The findings from these studies suggest that EEG technology has significant potential for improving public safety by providing an objective, sensitive, and specific measure of cannabis impairment. The identified EEG biomarkers, such as reduced theta power and decreased LPP amplitude, correlate strongly with impaired driving performance, offering a reliable metric for assessing whether an individual is too impaired to drive.

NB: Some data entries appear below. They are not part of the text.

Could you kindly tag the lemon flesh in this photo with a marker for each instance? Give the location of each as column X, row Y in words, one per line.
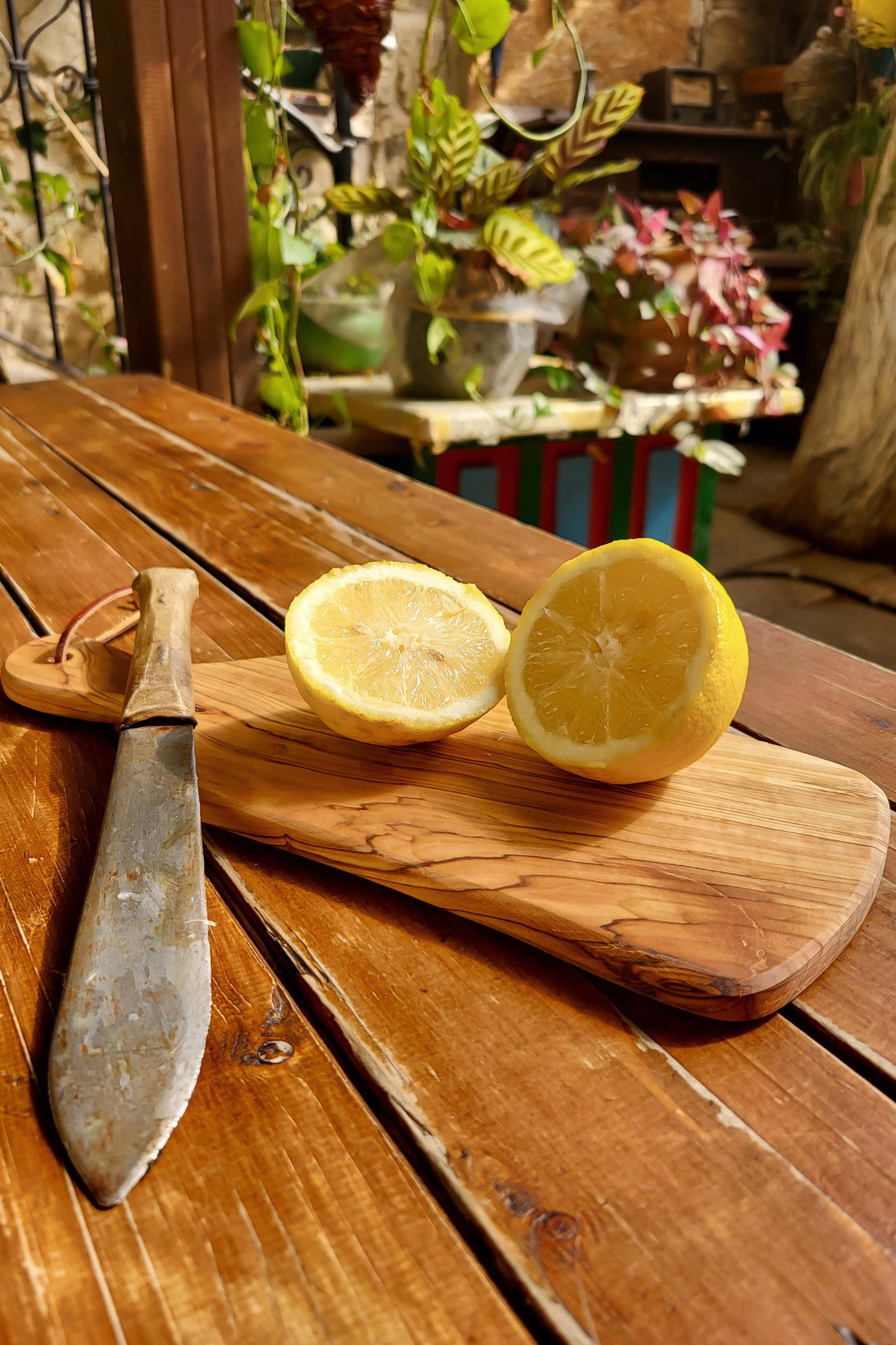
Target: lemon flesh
column 396, row 653
column 628, row 663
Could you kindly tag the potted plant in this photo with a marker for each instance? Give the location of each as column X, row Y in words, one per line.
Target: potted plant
column 677, row 305
column 479, row 241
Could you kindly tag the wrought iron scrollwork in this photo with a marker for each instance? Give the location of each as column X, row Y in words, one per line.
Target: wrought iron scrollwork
column 76, row 88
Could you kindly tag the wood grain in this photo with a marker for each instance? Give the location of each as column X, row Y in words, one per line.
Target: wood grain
column 269, row 543
column 642, row 1189
column 739, row 1197
column 510, row 558
column 70, row 542
column 724, row 890
column 800, row 693
column 278, row 1210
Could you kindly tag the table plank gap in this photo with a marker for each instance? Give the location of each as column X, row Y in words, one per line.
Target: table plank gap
column 317, row 1223
column 611, row 1186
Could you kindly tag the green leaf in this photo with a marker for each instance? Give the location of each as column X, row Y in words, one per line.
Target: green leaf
column 667, row 303
column 34, row 131
column 432, row 275
column 362, row 201
column 340, row 406
column 610, row 170
column 92, row 319
column 25, row 195
column 481, row 25
column 267, row 251
column 455, row 150
column 440, row 338
column 425, row 213
column 261, row 140
column 57, row 269
column 496, row 186
column 603, row 116
column 523, row 249
column 259, row 49
column 399, row 239
column 487, row 158
column 296, row 252
column 260, row 298
column 558, row 380
column 278, row 391
column 473, row 381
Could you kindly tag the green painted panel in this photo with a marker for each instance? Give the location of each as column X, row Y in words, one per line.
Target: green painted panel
column 530, row 506
column 623, row 479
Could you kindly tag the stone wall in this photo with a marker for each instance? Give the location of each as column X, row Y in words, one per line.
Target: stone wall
column 398, row 81
column 623, row 39
column 26, row 315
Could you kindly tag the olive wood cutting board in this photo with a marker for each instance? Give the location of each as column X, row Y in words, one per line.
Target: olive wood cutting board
column 724, row 890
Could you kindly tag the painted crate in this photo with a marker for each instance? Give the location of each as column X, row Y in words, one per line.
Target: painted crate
column 590, row 491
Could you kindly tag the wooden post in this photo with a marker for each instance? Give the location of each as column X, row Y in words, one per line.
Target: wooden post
column 170, row 84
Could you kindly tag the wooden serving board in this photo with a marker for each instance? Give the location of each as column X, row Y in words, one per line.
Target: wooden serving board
column 724, row 890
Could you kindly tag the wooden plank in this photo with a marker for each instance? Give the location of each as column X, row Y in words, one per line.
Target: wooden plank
column 191, row 107
column 133, row 61
column 725, row 890
column 272, row 545
column 816, row 699
column 846, row 1003
column 440, row 424
column 99, row 547
column 801, row 694
column 226, row 123
column 642, row 1188
column 631, row 1204
column 510, row 558
column 278, row 1210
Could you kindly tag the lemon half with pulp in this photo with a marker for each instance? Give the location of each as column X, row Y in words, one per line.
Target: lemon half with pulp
column 396, row 653
column 628, row 663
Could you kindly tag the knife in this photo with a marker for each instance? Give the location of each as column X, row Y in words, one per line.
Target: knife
column 136, row 1005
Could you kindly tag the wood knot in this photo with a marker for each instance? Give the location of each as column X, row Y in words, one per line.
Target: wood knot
column 272, row 1052
column 562, row 1228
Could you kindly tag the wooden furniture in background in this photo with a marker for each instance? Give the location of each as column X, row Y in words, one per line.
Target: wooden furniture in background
column 170, row 77
column 595, row 1166
column 558, row 468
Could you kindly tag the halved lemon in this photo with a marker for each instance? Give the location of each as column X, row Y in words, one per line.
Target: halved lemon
column 628, row 663
column 396, row 651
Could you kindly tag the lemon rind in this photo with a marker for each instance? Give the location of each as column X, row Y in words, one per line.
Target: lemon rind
column 588, row 756
column 301, row 649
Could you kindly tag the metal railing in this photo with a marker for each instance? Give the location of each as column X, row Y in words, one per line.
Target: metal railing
column 79, row 88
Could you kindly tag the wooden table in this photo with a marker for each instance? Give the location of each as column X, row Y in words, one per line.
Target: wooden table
column 437, row 426
column 469, row 1142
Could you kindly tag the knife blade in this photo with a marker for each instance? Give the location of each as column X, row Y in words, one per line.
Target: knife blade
column 136, row 1006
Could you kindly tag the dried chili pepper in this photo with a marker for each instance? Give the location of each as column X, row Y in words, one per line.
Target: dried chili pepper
column 350, row 34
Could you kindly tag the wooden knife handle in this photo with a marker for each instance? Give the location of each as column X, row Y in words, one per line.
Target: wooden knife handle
column 160, row 685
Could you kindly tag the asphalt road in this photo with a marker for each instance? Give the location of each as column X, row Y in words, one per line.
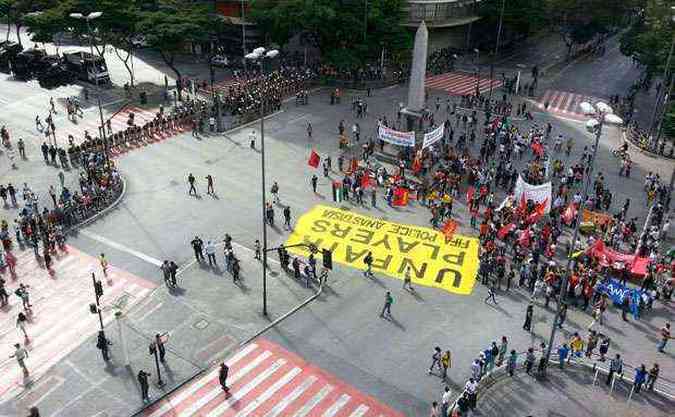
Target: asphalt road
column 341, row 332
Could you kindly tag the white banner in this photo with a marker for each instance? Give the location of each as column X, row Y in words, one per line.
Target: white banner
column 433, row 136
column 395, row 137
column 536, row 193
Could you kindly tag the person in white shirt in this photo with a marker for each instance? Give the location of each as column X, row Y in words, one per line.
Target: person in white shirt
column 445, row 401
column 211, row 253
column 21, row 354
column 471, row 388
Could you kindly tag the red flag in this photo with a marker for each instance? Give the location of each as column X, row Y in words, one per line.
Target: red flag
column 504, row 231
column 469, row 194
column 449, row 228
column 538, row 149
column 522, row 206
column 417, row 165
column 354, row 165
column 400, row 196
column 538, row 212
column 314, row 159
column 569, row 214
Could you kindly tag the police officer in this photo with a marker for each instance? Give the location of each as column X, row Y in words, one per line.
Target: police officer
column 160, row 346
column 197, row 245
column 102, row 343
column 222, row 376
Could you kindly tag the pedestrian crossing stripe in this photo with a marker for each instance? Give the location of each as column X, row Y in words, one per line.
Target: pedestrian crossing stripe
column 266, row 380
column 61, row 320
column 565, row 103
column 462, row 83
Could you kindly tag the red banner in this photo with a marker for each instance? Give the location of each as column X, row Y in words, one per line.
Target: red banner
column 449, row 228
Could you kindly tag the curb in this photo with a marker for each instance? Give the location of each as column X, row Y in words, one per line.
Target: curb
column 105, row 210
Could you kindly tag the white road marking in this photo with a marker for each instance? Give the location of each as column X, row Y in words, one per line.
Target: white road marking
column 140, row 255
column 147, row 313
column 54, row 386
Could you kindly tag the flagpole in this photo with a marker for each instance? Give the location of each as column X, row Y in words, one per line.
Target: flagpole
column 568, row 269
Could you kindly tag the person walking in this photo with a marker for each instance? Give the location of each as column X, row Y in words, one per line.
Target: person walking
column 471, row 388
column 386, row 308
column 528, row 318
column 275, row 193
column 652, row 377
column 222, row 376
column 435, row 360
column 563, row 353
column 315, row 181
column 104, row 264
column 102, row 344
column 368, row 260
column 512, row 362
column 664, row 334
column 197, row 245
column 143, row 382
column 491, row 294
column 503, row 349
column 529, row 360
column 209, row 185
column 287, row 218
column 251, row 137
column 160, row 340
column 446, row 362
column 640, row 377
column 191, row 182
column 445, row 401
column 407, row 280
column 21, row 321
column 211, row 253
column 21, row 354
column 615, row 367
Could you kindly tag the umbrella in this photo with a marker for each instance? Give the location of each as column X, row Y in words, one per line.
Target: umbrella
column 586, row 107
column 603, row 107
column 613, row 119
column 592, row 124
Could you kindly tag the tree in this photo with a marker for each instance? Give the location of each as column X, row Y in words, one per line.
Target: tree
column 347, row 34
column 521, row 17
column 649, row 38
column 169, row 27
column 15, row 11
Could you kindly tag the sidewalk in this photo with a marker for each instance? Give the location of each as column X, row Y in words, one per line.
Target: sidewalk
column 569, row 393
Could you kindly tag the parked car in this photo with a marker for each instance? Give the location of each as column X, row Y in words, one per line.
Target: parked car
column 139, row 42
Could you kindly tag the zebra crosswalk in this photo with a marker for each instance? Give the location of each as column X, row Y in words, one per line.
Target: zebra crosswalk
column 266, row 380
column 60, row 319
column 461, row 83
column 565, row 103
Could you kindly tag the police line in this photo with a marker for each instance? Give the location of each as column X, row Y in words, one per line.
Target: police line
column 434, row 261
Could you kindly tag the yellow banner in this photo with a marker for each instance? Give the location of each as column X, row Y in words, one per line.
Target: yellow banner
column 450, row 264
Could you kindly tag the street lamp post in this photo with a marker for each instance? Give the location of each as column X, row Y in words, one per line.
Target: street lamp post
column 259, row 55
column 568, row 269
column 88, row 18
column 477, row 71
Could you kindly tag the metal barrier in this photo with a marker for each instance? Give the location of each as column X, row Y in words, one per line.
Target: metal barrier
column 662, row 387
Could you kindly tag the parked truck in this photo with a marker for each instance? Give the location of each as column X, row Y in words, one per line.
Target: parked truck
column 88, row 67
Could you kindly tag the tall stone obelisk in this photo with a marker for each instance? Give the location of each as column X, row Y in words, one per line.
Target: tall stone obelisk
column 418, row 73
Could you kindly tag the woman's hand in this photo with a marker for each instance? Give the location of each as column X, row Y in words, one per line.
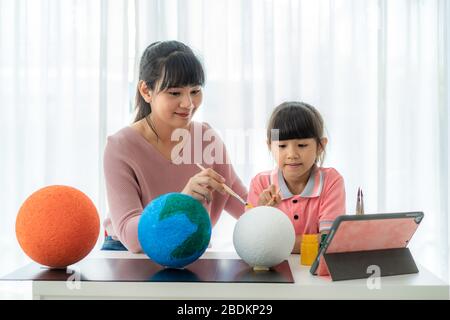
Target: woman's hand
column 269, row 197
column 202, row 185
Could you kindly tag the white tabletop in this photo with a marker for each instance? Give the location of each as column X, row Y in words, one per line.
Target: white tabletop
column 423, row 285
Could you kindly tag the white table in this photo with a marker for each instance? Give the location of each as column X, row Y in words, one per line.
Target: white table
column 423, row 285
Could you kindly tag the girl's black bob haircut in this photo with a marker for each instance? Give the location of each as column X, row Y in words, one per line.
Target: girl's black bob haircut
column 295, row 120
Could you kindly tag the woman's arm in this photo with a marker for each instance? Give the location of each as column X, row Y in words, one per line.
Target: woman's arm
column 123, row 192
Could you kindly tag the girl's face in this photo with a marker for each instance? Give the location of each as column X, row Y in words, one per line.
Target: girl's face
column 296, row 157
column 175, row 106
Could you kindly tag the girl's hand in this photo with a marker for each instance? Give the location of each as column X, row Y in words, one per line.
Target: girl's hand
column 202, row 185
column 269, row 197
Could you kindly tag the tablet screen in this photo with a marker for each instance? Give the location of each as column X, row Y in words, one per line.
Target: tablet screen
column 364, row 235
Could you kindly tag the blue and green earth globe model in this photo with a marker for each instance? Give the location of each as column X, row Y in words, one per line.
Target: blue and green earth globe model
column 174, row 230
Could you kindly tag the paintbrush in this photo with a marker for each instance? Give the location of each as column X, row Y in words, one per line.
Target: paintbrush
column 360, row 202
column 230, row 191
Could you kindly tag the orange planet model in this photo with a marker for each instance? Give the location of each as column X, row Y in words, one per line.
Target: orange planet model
column 57, row 226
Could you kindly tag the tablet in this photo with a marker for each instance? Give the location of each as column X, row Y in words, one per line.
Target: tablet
column 374, row 238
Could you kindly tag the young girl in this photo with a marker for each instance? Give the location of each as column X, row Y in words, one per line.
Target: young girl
column 311, row 196
column 142, row 161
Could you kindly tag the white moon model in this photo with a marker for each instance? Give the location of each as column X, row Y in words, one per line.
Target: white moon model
column 263, row 237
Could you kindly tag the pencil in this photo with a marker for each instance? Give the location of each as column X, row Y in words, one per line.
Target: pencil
column 228, row 189
column 273, row 198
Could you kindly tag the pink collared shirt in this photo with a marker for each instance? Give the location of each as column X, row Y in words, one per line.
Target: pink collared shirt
column 314, row 210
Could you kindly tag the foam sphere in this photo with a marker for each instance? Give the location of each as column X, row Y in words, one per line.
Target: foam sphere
column 57, row 226
column 264, row 237
column 174, row 230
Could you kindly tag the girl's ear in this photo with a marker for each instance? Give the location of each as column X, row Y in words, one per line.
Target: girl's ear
column 145, row 91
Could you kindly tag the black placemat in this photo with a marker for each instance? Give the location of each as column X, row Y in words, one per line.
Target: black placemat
column 145, row 270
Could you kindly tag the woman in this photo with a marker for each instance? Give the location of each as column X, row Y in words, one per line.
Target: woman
column 158, row 153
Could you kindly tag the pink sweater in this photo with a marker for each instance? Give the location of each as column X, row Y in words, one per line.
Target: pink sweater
column 136, row 173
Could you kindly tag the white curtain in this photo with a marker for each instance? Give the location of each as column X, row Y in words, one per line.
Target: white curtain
column 376, row 69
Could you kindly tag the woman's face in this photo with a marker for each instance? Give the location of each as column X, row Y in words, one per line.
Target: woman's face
column 176, row 106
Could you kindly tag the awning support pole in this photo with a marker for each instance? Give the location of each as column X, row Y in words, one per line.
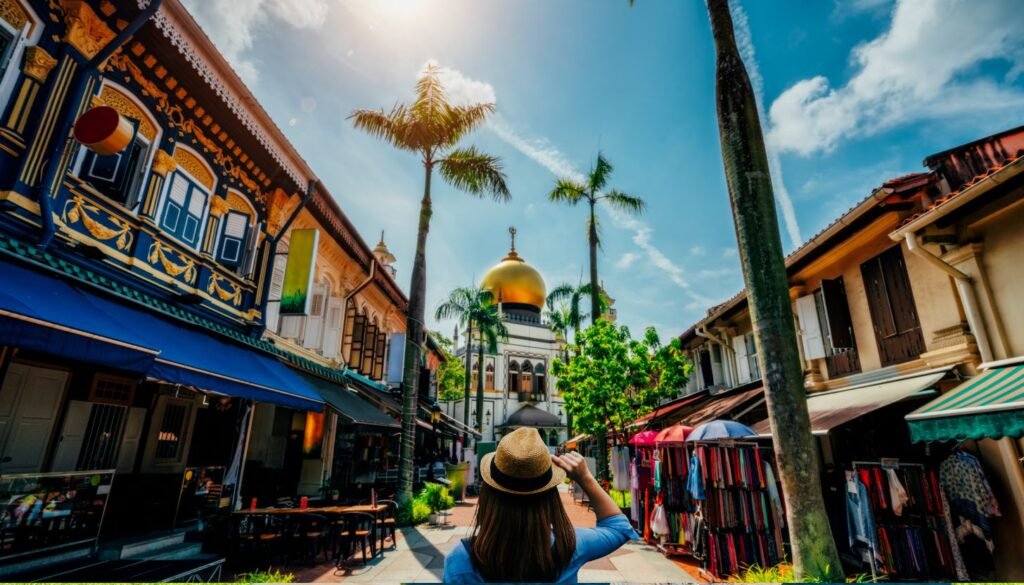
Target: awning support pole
column 965, row 287
column 49, row 177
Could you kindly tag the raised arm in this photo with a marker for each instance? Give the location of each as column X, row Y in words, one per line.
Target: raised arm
column 576, row 468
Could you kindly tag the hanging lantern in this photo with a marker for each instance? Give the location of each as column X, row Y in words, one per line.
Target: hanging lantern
column 103, row 131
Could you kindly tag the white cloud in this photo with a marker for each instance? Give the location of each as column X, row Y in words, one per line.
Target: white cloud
column 627, row 260
column 231, row 24
column 464, row 90
column 924, row 67
column 744, row 41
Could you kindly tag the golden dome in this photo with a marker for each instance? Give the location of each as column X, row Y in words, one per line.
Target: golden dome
column 513, row 281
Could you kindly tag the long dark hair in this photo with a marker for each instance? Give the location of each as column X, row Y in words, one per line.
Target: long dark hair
column 511, row 539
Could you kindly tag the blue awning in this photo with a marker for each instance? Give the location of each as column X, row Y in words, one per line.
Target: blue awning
column 45, row 314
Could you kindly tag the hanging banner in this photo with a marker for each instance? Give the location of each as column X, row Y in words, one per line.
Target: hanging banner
column 295, row 295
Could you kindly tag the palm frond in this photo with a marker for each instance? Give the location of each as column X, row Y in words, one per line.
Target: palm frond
column 567, row 191
column 431, row 99
column 624, row 202
column 475, row 172
column 600, row 173
column 391, row 127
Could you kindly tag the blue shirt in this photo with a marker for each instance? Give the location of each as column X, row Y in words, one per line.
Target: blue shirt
column 592, row 544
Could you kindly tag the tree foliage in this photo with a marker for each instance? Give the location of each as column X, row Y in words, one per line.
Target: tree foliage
column 614, row 379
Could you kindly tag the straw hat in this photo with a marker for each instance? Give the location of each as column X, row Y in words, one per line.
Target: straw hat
column 521, row 464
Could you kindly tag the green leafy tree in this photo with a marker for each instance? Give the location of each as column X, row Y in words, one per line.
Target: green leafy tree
column 431, row 127
column 451, row 375
column 476, row 308
column 613, row 379
column 593, row 192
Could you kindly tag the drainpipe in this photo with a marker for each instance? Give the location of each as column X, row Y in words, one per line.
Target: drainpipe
column 272, row 250
column 46, row 195
column 727, row 365
column 965, row 287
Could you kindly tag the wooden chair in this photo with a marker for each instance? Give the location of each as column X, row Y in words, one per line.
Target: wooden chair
column 307, row 536
column 358, row 528
column 386, row 521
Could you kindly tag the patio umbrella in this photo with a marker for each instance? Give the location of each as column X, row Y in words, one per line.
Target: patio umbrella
column 720, row 429
column 643, row 439
column 675, row 434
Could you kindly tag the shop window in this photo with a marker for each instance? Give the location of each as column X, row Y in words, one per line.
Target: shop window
column 112, row 389
column 894, row 314
column 170, row 436
column 184, row 208
column 119, row 176
column 235, row 239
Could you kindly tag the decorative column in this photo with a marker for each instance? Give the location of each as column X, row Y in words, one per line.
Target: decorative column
column 163, row 164
column 37, row 67
column 86, row 34
column 218, row 207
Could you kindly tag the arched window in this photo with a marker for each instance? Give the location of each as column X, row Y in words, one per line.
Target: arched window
column 513, row 377
column 526, row 378
column 187, row 196
column 540, row 388
column 121, row 176
column 237, row 244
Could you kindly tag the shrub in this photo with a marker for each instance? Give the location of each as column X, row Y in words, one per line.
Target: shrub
column 437, row 497
column 269, row 576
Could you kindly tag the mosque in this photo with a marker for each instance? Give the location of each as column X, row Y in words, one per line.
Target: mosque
column 519, row 389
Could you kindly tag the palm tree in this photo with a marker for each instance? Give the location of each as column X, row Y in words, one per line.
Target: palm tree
column 463, row 303
column 760, row 246
column 431, row 127
column 572, row 193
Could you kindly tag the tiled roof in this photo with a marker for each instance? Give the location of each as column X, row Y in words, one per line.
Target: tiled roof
column 954, row 194
column 48, row 261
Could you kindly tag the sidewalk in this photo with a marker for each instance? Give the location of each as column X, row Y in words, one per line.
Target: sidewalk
column 419, row 556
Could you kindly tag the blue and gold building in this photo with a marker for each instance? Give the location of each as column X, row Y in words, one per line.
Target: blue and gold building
column 139, row 336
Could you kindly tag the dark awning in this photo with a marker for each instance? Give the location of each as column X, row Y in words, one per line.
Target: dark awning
column 835, row 408
column 988, row 406
column 350, row 405
column 45, row 314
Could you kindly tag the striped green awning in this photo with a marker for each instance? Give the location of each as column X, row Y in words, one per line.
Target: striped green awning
column 988, row 406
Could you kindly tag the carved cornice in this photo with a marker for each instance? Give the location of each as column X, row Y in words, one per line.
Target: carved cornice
column 218, row 206
column 38, row 64
column 164, row 163
column 86, row 31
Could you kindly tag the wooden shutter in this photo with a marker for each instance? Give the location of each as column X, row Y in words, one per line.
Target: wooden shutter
column 312, row 336
column 878, row 298
column 273, row 296
column 742, row 367
column 837, row 314
column 810, row 329
column 369, row 344
column 332, row 331
column 355, row 352
column 379, row 352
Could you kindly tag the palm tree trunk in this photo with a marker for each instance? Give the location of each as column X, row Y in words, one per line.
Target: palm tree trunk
column 595, row 292
column 479, row 386
column 469, row 376
column 767, row 285
column 414, row 337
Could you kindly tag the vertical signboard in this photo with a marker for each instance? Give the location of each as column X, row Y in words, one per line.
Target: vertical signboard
column 296, row 293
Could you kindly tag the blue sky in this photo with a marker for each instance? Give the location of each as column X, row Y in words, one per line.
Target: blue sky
column 853, row 92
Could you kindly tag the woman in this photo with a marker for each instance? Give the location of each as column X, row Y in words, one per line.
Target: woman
column 521, row 532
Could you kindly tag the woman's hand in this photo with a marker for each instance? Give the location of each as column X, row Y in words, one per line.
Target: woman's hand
column 574, row 466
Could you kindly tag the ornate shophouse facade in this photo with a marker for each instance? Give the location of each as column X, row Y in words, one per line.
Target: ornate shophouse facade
column 144, row 365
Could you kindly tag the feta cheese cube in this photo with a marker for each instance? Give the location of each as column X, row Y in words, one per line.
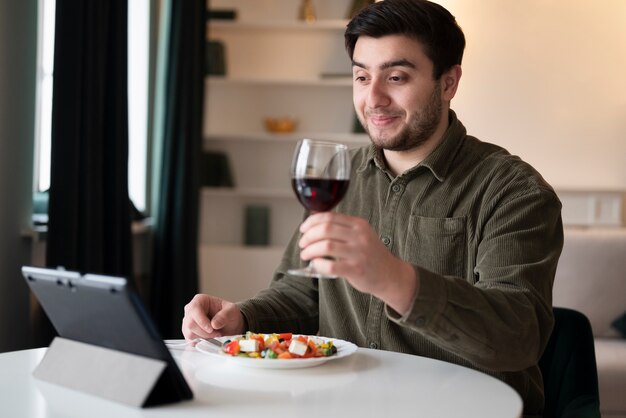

By understanding how different cannabis products, dosages, and methods of consumption affect their ability to drive, users can make more informed decisions, enhancing road safety. Devices like the Cognalyzer® could be used in real-world settings, allowing drivers to self-assess their driving eligibility and potentially preventing accidents caused by impaired driving.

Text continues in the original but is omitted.